CVS, Walgreens and Walmart Settle Opioid Lawsuits for $13B

November 3, 2022 by Tom Ramstack
CVS, Walgreens and Walmart Settle Opioid Lawsuits for $13B
CVS Pharmacy (Photo by Dan McCue)

Drugstore retailers CVS Pharmacy and Walgreens on Wednesday announced a $10 billion settlement of thousands of state and local lawsuits accusing the companies of mishandling their sales of opioid painkillers.

Walmart has tentatively agreed to pay another $3 billion to settle claims.

The agreements could end years of lawsuits if they win final approval from states, cities and counties that sued on behalf of their citizens.

Opioids are powerful painkillers known for giving users a sense of euphoria that can be addictive. They are blamed for more than 500,000 deaths in the United States in the past two decades.

Beginning with an aggressive pharmaceutical company marketing campaign that downplayed dangers of the drug, opioid prescriptions rose in the United States from 76 million in 1991 to 207 million in 2013, when the Food and Drug Administration realized their use was getting out of control.

By 2014, nearly two million Americans abused or were dependent on prescription opioids, according to the Centers for Disease Control and Prevention.

The CDC’s National Center for Health Statistics reported that 71,238 Americans died from opioids last year, up from 57,834 in 2020.

Persons who became addicted to the drugs, or families of the deceased victims, sued pharmaceutical companies that manufactured them and their distributors, such as CVS, Walgreens and Walmart.

The manufacturers have already settled for $26 billion. They included Johnson & Johnson, AmerisourceBergen Corp., Cardinal Health Inc. and McKesson Corp.

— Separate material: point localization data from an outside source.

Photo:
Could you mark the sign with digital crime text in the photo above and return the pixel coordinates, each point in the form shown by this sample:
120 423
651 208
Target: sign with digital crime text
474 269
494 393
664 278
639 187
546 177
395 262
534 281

The retailers said doctors who prescribed the drugs should be blamed, not the drugstores. Their legal defense met with different degrees of success or failure in various states.

The lawsuits accused the companies of filling vast numbers of opioid prescriptions that were not medically necessary.

The lawsuits were consolidated into class actions that were being handled primarily by federal courts in Ohio and San Francisco. Settlement discussions with state attorneys general started shortly after the companies lost key legal battles in both courts.

The settlement money is supposed to be used to control drug addictions in states and cities that will share the money.

“We are pleased to resolve these longstanding claims and putting them behind us is in the best interest of all parties, as well as our customers, colleagues and shareholders,” Thomas Moriarty, CVS chief policy officer and general counsel, said in a statement.

Walgreens said in a statement: “As one of the largest pharmacy chains in the nation, we remain committed to being a part of the solution, and this settlement framework will allow us to keep our focus on the health and wellbeing of our customers and patients, while making positive contributions to address the opioid crisis.”

A statement from lawyers for local governments said, “These agreements will be the first resolutions reached with pharmacy chains and will equip communities across the country with the much-needed tools to fight back against this epidemic and bring about tangible, positive change.”